The writer resolves store paths through a composable PathProvider. A PathProvider is a callable that accepts a device name and returns a PathInfo describing where and how to write that device's data.

sunflare.storage ships three FilenameProvider strategies that can be composed with StaticPathProvider:

from sunflare.storage import StaticFilenameProvider, StaticPathProvider

# Every acquisition writes to the same filename
path_provider = StaticPathProvider(
    StaticFilenameProvider("scan001"),
    base_uri="file:///data",
)
# Produces a store at /data/scan001  (array key = device name)
from sunflare.storage import UUIDFilenameProvider, StaticPathProvider

# Each acquisition gets a unique UUID filename
path_provider = StaticPathProvider(
    UUIDFilenameProvider(),
    base_uri="file:///data",
)
# Produces a store at /data/3f2504e0-...  (array key = device name)
from sunflare.storage import AutoIncrementFilenameProvider, StaticPathProvider

# Filenames increment: scan_00000, scan_00001, ...
path_provider = StaticPathProvider(
    AutoIncrementFilenameProvider(base="scan", max_digits=5),
    base_uri="file:///data",
)

The StorageProxy protocol

Device code never holds a reference to a concrete backend class.

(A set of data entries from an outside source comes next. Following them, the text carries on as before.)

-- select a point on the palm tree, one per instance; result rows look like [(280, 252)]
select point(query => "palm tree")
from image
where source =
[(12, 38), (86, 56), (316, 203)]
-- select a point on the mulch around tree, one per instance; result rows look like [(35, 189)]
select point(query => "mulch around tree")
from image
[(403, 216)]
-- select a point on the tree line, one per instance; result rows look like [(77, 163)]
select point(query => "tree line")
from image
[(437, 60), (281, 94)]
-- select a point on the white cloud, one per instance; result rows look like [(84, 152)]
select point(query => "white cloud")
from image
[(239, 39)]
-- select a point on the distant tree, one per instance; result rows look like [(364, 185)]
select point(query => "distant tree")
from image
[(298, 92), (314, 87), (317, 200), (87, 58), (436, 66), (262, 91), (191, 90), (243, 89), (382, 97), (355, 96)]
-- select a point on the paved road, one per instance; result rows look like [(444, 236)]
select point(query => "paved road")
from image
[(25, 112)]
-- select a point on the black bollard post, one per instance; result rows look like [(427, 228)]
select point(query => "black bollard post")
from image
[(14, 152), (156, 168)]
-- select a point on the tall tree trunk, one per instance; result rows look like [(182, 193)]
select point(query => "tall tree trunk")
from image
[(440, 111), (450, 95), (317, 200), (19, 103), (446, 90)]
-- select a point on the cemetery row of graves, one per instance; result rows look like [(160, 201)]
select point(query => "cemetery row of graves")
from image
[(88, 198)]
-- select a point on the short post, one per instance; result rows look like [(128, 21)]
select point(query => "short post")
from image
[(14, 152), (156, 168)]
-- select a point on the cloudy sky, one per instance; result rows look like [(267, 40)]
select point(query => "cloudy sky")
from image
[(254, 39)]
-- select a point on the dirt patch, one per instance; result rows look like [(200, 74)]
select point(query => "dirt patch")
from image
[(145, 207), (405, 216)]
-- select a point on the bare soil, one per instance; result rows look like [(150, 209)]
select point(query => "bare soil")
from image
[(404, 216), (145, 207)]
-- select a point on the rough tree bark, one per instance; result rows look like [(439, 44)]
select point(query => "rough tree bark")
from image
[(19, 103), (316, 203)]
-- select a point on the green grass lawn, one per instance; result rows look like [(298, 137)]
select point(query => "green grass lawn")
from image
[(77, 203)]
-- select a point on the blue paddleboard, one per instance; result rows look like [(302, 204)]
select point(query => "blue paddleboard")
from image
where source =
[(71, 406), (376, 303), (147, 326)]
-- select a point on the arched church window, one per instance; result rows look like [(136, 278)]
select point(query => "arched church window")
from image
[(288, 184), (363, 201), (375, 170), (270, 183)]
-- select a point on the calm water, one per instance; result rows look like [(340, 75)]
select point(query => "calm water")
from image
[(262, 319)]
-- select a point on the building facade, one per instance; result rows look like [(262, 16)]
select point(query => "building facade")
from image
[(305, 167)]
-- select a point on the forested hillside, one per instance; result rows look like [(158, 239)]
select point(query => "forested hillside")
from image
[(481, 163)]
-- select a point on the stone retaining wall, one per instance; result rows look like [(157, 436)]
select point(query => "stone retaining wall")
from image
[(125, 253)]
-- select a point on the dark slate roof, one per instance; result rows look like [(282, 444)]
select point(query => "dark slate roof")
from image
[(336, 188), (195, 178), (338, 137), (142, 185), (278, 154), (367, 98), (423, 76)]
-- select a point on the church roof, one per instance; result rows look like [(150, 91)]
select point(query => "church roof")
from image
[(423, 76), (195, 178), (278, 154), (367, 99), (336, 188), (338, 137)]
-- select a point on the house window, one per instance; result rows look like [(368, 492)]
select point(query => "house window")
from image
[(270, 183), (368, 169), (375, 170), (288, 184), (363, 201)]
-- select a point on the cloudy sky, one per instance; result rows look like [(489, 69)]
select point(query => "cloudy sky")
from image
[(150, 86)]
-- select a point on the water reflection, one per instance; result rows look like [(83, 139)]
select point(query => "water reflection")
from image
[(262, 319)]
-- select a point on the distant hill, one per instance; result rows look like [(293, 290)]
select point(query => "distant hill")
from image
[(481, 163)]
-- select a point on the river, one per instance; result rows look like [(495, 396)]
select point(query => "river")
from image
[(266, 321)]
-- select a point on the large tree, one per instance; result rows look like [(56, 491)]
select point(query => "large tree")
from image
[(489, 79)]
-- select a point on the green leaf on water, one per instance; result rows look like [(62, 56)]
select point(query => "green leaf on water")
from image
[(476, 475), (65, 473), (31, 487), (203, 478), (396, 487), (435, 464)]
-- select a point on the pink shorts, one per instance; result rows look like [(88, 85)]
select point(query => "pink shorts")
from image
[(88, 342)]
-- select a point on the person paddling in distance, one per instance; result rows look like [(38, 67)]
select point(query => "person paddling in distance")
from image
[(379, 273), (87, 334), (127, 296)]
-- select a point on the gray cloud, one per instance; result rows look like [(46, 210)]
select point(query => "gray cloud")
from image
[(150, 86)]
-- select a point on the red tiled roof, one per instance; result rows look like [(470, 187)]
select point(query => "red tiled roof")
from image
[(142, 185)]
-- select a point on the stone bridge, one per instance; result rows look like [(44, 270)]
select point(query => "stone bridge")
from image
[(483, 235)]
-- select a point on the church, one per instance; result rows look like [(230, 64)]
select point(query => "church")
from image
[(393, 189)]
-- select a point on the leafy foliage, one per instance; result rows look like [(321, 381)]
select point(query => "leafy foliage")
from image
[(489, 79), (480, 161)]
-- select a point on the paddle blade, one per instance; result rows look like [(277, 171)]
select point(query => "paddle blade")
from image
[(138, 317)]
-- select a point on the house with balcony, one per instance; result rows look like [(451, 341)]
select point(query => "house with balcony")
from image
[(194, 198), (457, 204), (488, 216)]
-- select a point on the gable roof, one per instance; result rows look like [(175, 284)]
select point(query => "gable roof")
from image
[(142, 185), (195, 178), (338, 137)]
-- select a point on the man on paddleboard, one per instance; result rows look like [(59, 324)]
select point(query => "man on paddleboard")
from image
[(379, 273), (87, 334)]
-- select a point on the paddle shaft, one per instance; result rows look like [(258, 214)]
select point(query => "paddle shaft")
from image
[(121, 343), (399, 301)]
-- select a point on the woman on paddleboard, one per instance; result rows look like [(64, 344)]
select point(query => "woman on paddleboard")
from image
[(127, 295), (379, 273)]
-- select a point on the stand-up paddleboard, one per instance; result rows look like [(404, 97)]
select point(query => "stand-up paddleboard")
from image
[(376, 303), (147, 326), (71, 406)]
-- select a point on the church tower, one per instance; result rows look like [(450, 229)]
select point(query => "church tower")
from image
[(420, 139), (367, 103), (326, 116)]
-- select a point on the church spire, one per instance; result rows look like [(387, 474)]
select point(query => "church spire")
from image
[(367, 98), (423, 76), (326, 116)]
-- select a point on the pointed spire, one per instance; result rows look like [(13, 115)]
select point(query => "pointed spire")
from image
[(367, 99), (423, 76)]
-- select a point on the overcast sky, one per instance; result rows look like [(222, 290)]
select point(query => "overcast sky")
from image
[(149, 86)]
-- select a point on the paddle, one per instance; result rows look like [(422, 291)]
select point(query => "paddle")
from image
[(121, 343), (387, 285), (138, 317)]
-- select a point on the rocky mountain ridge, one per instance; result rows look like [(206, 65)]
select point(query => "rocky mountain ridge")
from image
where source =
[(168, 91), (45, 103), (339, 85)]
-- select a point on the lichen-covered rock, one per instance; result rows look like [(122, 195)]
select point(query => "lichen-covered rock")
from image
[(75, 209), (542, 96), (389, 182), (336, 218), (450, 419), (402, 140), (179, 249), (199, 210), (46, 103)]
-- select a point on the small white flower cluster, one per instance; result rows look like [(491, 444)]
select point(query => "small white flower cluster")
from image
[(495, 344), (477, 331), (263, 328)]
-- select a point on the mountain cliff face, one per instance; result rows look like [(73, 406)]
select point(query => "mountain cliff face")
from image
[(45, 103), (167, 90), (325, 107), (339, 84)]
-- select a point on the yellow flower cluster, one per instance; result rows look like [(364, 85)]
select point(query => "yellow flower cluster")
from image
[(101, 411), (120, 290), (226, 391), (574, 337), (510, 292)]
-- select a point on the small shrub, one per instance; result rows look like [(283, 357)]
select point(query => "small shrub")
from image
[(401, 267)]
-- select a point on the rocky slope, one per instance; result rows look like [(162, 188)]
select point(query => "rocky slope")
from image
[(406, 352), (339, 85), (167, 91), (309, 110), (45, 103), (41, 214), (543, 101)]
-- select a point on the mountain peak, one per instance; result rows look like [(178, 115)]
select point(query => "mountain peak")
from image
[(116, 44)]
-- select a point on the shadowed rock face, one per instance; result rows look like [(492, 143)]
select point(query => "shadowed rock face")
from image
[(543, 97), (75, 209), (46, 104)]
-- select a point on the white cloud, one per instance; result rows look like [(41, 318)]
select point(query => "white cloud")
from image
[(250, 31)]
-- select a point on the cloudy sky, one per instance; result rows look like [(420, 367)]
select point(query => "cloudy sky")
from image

It interacts only through the StorageProxy protocol:

from sunflare.storage import StorageProxy

class StorageProxy(Protocol):
    def update_source(self, name, dtype, shape, extra=None) -> None: ...
    def prepare(self, name, capacity=0) -> FrameSink: ...
    def kickoff(self) -> None: ...
    def complete(self, name) -> None: ...
    def get_indices_written(self, name=None) -> int: ...
    def collect_stream_docs(self, name, indices_written) -> Iterator[StreamAsset]: ...

Writer satisfies this protocol structurally, so device code remains independent of the concrete backend.

Tip

When testing devices in isolation, pass a MagicMock(spec=StorageProxy) as the injected writer — no real backend is needed and all interactions are captured for assertion.

from unittest.mock import MagicMock
from sunflare.storage import StorageProxy

device = MyDetector("camera")
device.storage = MagicMock(spec=StorageProxy)

device.prepare(capacity=10)
device.storage.update_source.assert_called_once()

Implementing a custom backend

To add a new storage backend, subclass Writer and implement the four abstract members:

from sunflare.storage import Writer, FrameSink
import numpy.typing as npt


class MyWriter(Writer):

    @property
    def mimetype(self) -> str:
        return "application/x-myformat"

    def prepare(self, name: str, capacity: int = 0) -> FrameSink:
        # backend-specific setup for this source ...
        return super().prepare(name, capacity)  # (1)

    def kickoff(self) -> None:
        if self.is_open:
            return
        # open your backend here ...
        super().kickoff()  # (2)

    def _write_frame(self, name: str, frame: npt.NDArray) -> None:
        # write one frame to the backend under the key for `name`
        ...

    def _finalize(self) -> None:
        # close the backend; called automatically when all sinks are done
        ...
  1. super().prepare() resets per-source counters and returns the bound FrameSink — always call it.
  2. super().kickoff() sets is_open — always call it.

Warning

_write_frame is called by FrameSink.write under the writer lock. Do not acquire the lock again inside _write_frame or call any method that does.